The plan approved by the county on May 15 will develop open space that is home to endangered species in and along the Santa Clara river; eliminate habitat for the highly endangered San Fernando Valley spineflower; harm California condor habitat; and unearth and desecrate American Indian burial sites, sacred places and cultural natural resources.
"Decades have passed, planning principles have shifted and improved, and yet the county has failed to incorporate contemporary planning principles into this dinosaur of a project," said David Magney with the California Native Plant Society. "As a result, rare plants, including the San Fernando Valley spineflower, are going to be needlessly bulldozed and replaced by more strip malls, parking lots and houses no one can afford."
"It's unimaginable that L.A. County is so reckless with the last free-flowing river in the region," said Ron Bottorff with the Friends of the Santa Clara River. "Southern California has paved over and lost all but 3 percent of its historic river woodlands, yet these are resources are key to protecting our precious water."

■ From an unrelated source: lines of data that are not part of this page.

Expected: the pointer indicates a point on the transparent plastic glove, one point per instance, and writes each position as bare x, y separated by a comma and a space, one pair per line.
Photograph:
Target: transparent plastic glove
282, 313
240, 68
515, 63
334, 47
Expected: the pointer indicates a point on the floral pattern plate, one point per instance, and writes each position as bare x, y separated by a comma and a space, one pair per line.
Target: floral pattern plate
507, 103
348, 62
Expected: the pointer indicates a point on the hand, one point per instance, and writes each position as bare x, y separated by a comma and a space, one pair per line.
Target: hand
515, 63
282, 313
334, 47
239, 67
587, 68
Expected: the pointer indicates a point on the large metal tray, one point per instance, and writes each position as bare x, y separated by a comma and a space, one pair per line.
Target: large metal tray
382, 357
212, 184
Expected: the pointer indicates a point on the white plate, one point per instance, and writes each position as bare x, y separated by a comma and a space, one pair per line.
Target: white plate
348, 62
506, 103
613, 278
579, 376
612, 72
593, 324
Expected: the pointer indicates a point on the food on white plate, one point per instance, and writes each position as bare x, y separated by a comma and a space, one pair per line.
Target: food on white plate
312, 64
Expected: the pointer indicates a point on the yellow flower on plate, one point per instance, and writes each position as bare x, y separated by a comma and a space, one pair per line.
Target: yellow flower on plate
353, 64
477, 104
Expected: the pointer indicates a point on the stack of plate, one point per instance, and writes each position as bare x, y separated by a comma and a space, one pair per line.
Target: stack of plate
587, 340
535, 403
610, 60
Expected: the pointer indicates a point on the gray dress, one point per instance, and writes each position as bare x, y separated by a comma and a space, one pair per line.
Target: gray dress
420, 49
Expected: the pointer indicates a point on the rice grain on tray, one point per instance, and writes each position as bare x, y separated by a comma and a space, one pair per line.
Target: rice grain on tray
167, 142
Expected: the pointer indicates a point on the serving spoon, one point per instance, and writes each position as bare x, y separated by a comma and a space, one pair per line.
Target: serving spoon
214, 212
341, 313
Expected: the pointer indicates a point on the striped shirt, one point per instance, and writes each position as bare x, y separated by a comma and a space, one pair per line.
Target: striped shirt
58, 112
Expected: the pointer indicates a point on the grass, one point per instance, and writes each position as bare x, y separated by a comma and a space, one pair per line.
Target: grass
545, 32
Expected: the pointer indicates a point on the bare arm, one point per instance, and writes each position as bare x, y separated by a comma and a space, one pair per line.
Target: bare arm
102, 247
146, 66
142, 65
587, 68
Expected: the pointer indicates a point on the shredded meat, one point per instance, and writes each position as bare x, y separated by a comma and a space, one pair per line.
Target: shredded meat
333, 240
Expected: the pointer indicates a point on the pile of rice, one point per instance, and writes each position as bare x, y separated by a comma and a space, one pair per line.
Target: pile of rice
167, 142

The Santa Clara River Valley is home to a great diversity of very rare species, among them the unarmored threespine stickleback fish, California condor, least Bell's vireo, southwestern willow flycatcher, California red-legged frog, arroyo toad, southern steelhead trout and San Fernando Valley spineflower. Wildlands of the Santa Clara River provides a full accounting of rare environmental resources of this precious landscape.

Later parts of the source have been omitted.